1. Eine schlüssige Darlegung des Zulassungsgrundes der grundsätzlichen Bedeutung der Rechtssache erfordert ein konkretes und substantiiertes Eingehen des Beschwerdeführers darauf, inwieweit die von ihm aufgeworfenen Rechtsfragen klärungsbedürftig und in einem künftigen Revisionsverfahren klärungsfähig sind. Dafür reicht die bloße Behauptung, die Streitsache habe grundsätzliche Bedeutung, nicht aus. Zur Darlegung der grundsätzlichen Bedeutung einer Rechtssache ist anzugeben, in welchem Umfang, von welcher Seite und aus welchen Gründen die betreffende Rechtsfrage umstritten ist und welche unterschiedlichen Auffassungen zu dieser Frage in der Rechtsprechung oder im Schrifttum vertreten werden (Beschlüsse des Bundesfinanzhofs --BFH-- vom 2. April 2002 VII B 66/01, BFH/NV 2002, 1308; vom 22. November 2002 X B 92/02, BFH/NV 2003, 320).
a) Die Kläger haben in ihrer Beschwerdebegründung aber weder eine umstrittene Rechtsfrage aufgeworfen noch das für die grundsätzliche Bedeutung erforderliche Allgemeininteresse dargelegt, sondern sich nach Art einer Revisionsbegründung mit der Vorentscheidung auseinander gesetzt und damit allenfalls ein individuelles Interesse an einer anderweitigen Entscheidung ihres Falles bekundet.
b) Allerdings haben die Kläger geltend gemacht, die grundsätzliche Bedeutung der Rechtssache liege in der grob fehlerhaften Rechtsanwendung des Liebhabereibegriffs durch das Finanzgericht (FG) und habe damit ihre Ursache in einem Rechtsfehler, der von erheblichem Gewicht und geeignet sei, das Vertrauen in die Rechtsprechung zu beschädigen.

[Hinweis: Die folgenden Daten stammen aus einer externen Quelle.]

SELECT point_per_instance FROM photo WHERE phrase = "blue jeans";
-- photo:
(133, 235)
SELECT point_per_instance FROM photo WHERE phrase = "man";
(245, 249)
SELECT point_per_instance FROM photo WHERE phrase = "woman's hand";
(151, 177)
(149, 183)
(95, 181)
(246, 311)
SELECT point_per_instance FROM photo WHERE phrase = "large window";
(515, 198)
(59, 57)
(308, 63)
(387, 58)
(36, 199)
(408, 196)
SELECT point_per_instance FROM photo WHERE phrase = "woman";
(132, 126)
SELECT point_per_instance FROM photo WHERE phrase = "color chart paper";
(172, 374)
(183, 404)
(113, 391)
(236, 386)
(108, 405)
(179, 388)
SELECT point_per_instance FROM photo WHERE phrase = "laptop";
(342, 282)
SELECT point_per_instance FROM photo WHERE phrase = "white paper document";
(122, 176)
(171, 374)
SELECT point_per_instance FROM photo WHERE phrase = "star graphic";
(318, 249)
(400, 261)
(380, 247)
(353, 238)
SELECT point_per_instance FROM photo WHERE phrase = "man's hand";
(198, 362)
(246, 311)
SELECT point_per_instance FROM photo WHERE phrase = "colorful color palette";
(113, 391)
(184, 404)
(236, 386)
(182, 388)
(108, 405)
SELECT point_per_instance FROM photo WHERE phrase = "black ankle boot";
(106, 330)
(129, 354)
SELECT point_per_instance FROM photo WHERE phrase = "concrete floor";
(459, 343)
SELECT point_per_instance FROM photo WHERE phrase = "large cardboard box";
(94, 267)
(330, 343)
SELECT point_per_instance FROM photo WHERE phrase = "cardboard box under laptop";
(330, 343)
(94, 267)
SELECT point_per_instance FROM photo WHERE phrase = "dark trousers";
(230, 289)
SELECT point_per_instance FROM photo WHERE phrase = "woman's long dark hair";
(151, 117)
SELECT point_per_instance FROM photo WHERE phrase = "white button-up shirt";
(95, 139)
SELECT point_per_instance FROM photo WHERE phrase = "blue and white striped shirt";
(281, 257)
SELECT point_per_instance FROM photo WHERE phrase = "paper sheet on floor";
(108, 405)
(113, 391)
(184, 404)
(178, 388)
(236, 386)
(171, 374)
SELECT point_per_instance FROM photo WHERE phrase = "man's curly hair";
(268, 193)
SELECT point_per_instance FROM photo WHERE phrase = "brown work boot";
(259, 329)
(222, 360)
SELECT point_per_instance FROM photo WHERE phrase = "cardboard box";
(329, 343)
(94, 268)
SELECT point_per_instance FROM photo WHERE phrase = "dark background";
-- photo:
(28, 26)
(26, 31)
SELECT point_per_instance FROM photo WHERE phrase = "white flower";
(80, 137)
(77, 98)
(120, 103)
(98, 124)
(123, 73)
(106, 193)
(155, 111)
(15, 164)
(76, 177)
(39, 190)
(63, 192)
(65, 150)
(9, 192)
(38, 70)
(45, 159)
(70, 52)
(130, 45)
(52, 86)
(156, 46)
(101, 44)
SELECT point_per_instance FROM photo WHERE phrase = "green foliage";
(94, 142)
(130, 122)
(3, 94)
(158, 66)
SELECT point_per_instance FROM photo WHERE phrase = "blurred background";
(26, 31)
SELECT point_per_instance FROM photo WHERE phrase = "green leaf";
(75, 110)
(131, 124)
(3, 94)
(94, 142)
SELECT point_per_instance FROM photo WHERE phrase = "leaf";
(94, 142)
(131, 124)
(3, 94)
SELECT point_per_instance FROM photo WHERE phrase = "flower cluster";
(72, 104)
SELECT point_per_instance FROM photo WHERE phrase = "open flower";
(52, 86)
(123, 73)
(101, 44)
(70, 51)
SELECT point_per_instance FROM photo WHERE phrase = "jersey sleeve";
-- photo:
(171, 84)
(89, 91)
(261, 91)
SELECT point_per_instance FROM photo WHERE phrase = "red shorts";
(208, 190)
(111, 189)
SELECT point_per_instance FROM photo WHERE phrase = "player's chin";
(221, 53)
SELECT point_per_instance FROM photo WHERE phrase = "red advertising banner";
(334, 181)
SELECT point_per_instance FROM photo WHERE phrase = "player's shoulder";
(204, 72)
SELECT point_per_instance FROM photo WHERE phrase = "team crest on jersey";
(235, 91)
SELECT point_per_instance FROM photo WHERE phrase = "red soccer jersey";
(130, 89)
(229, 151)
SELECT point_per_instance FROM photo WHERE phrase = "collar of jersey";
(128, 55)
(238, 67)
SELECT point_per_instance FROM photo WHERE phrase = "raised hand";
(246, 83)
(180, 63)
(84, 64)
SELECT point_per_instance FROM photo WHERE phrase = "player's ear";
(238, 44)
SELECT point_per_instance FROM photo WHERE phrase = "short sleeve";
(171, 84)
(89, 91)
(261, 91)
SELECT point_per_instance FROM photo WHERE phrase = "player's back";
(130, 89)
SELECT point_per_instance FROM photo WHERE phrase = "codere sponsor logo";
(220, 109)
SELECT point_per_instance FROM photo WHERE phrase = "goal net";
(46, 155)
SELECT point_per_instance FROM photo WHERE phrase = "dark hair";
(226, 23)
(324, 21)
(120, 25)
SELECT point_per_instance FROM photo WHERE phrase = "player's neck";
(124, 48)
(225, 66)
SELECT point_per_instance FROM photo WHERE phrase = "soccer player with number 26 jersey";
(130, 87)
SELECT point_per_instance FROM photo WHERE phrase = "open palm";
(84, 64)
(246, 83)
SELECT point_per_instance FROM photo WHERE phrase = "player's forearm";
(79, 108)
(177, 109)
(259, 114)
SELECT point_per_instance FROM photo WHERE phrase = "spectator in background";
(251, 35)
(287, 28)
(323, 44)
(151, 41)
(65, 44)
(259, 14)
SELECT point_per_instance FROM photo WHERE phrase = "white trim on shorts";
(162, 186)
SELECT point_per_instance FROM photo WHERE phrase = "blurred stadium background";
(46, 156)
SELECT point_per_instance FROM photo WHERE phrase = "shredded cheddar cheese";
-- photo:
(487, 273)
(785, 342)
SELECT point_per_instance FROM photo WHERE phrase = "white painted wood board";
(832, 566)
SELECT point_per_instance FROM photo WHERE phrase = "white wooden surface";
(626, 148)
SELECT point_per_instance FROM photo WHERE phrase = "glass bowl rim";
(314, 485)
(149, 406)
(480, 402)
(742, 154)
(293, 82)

Geht man mit den Klägern einmal davon aus, im Unterschied zu den Zulassungsgründen alter Fassung führten nach § 115 Abs. 2 Nr. 1 oder Nr. 2 FGO auch Fehler bei der Auslegung revisiblen Rechts zur Zulassung der Revision, wenn sie allgemeine Interessen nachhaltig berühren, so sind solche Fehler der Vorentscheidung doch weder dargelegt (§ 116 Abs. 3 Satz 3 FGO) noch offenkundig.
Derartige Fehler sollen nach der Gesetzesbegründung vorliegen, wenn sie z.B. von erheblichem Gewicht und geeignet sind, das Vertrauen in die Rechtsprechung zu beschädigen (BTDrucks 14/4061, S. 9). Diese Kriterien sollen nach Rüsken (Deutsche Steuer-Zeitung --DStZ-- 2000, 815, 819) dahin konkretisiert werden, dass die Revision gegen solche Entscheidungen der FG zuzulassen ist, die nach der Rechtsprechung des Bundesverfassungsgerichts (BVerfG) als willkürlich zu bezeichnen wären.
aa) Die Kläger machen insoweit geltend, die Feststellungen des FG seien in sich widersprüchlich und daher nicht geeignet, seine Schlussfolgerung fehlender Gewinnerzielungsabsicht zu tragen. Diese Widersprüche sehen die Kläger darin, dass das FG wiederholt Tatsachen festgestellt habe, die auf eine Gewinnerzielungsabsicht schließen ließen, die es dann aber folgewidrig verneine. So habe das FG festgestellt, dass die ursprüngliche Gesellschaft aus Alterssicherungs- und Kapitalanlagegründen ihrer Gesellschafter, der Kläger, errichtet worden sei; dies impliziere aber ebenso eine Gewinnerzielungsabsicht wie die Feststellung, dass die Gesellschafter eine neue Anlageform mit langfristigen Gewinnmöglichkeiten gesucht hätten. Auch soweit das FG festgestellt habe, dass der Betrieb "erwartete" Gewinne nicht erwirtschaftet habe, lasse dies nur auf eine Gewinnerzielungsabsicht schließen.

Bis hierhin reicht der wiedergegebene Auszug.